ROCHESTER — Spaulding High School students enrolled in a new workforce development program at Great Bay Community College’s Advanced Technology & Academic Center have everything they need to start their school year this fall, thanks to the collaborative efforts of educational partners, community businesses and organizations.
Each of the students received a new pair of steel-toed boots, required apparel to participate in the lab portion of the curriculum. The donation was made by the Timberland, and secured through the efforts of Phil Przybyszewski, workforce solutions project director with the NH Sector Partnership Initiative. Several other program supporters followed suit offering everything from funding for tuition, to tool boxes and lab supplies.
“This is a great example of how several community stakeholders can come together to create a workforce development program to meet the needs of both the community and the industries in that community,” Przybyszewski said.
Students accepted into the program will spend part of their senior year taking classes for both high school and college credit at Great Bay Community College’s ATAC center in Rochester where they currently registered for classes in the Advanced Composite Certificate program. Beginning this week, they will take classes at Spaulding in the morning, and be on campus at Great Bay in Rochester from 11:30 a.m. to 3:30 p.m. Monday to Friday, from September through April.
According to Debra Mattson, advanced manufacturing program director at Great Bay, the final two courses, Business Communications and Introduction to Computers, required for the ACM certificate, are taken at Spaulding to enable students to end the program at the end of the high school school-year. Once the students complete high school, they will matriculate into the ACM program and receive their college certificate.
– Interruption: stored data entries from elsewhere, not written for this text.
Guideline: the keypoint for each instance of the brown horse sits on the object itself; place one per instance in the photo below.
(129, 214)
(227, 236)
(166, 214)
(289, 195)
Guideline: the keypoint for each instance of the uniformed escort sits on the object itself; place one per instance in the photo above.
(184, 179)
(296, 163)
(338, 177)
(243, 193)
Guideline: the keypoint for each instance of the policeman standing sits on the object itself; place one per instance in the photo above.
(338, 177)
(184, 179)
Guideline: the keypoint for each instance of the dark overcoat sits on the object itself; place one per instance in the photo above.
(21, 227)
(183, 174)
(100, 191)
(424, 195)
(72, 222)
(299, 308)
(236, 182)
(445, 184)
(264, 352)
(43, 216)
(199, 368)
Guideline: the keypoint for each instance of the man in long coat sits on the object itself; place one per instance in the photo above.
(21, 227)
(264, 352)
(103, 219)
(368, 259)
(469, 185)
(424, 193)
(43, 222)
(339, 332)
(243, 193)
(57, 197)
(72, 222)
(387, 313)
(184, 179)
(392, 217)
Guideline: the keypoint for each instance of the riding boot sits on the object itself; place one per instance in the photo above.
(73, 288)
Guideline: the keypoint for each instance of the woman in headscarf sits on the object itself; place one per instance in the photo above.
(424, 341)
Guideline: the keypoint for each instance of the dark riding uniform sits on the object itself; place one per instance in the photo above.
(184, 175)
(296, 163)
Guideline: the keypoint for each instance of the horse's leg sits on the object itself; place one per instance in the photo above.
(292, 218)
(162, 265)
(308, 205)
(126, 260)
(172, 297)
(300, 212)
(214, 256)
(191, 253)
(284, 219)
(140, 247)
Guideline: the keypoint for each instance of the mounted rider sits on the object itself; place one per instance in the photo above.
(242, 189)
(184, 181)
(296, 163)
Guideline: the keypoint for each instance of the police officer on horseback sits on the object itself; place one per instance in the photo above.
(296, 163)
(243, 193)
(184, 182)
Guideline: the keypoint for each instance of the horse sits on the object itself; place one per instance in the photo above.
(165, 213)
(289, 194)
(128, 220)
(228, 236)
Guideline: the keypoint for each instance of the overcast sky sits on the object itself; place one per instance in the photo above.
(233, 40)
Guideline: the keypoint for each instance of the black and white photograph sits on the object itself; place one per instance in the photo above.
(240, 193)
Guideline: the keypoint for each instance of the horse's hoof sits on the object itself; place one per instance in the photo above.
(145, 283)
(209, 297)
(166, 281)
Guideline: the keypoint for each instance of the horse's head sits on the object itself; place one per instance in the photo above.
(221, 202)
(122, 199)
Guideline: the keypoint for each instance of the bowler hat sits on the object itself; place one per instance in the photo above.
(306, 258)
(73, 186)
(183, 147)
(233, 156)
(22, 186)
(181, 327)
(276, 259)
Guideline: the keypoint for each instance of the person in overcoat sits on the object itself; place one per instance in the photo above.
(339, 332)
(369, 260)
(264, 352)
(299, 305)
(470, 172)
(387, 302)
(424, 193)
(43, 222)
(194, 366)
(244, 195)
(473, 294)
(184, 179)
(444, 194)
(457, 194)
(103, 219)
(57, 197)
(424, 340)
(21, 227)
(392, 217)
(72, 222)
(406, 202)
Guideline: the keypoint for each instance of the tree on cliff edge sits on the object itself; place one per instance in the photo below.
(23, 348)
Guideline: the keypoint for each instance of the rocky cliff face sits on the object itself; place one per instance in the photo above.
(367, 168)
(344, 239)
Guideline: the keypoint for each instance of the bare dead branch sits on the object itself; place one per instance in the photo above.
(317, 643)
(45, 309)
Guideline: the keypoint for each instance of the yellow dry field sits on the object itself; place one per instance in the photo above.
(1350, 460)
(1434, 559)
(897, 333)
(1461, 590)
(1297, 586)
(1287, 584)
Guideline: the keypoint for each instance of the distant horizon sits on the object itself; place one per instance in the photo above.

Dean Graziano, extended learning opportunity coordinator for Rochester schools, suggested the new workforce development program after meeting Mattson and former Great Bay president Will Arvelo. He wanted to find a way to reward ambitious high school students who were ready for the challenge of college and eager to begin their careers. Graziano also sees the program as a way to help satisfy the Community College System of New Hampshire’s “65 by 25” initiative, a goal to help ensure that 65 percent of adults 25 and older in New Hampshire will have some form of post-secondary education, from certificates to advanced degrees, by 2025. It also addresses statewide workforce retention goals, offering young residents incentives to stay in New Hampshire and pursue good careers in 21st-century manufacturing.
From the perspective of Great Bay Community College, the collaboration fits “nicely within our mission” of expanding opportunities, by providing affordable higher education that embodies excellence, innovation and collaboration, Mattson said. “Not only are we collaborating with local educators to meet the needs of students, but we are helping to support the local industry by providing skilled workers,” she said. “Students will be able to go right to work after high school in a career with growth opportunities and security.”
In order to bring it to fruition however, Graziano first needed to assemble a team that included representatives of state agencies, nonprofit work-advocacy agencies, high school and community college educators, and local manufacturers. Supporters include: The City of Rochester Community Partners, Federal Savings Bank, Profile Bank, McDonalds, Waterstone Retail, MY-TURN, NH Department of Education, Rochester Schools, Home Depot, NH Charitable Foundation, Safran and the Office of Workforce Opportunity.
For student Zach Hamel, the opportunity to be a part of the innovative new program is particularly meaningful. “He will be the first in the family to finish high school or go to college” says his mother Tabitha Davis. “I think he’s excited to prove that he can do both at the same time.”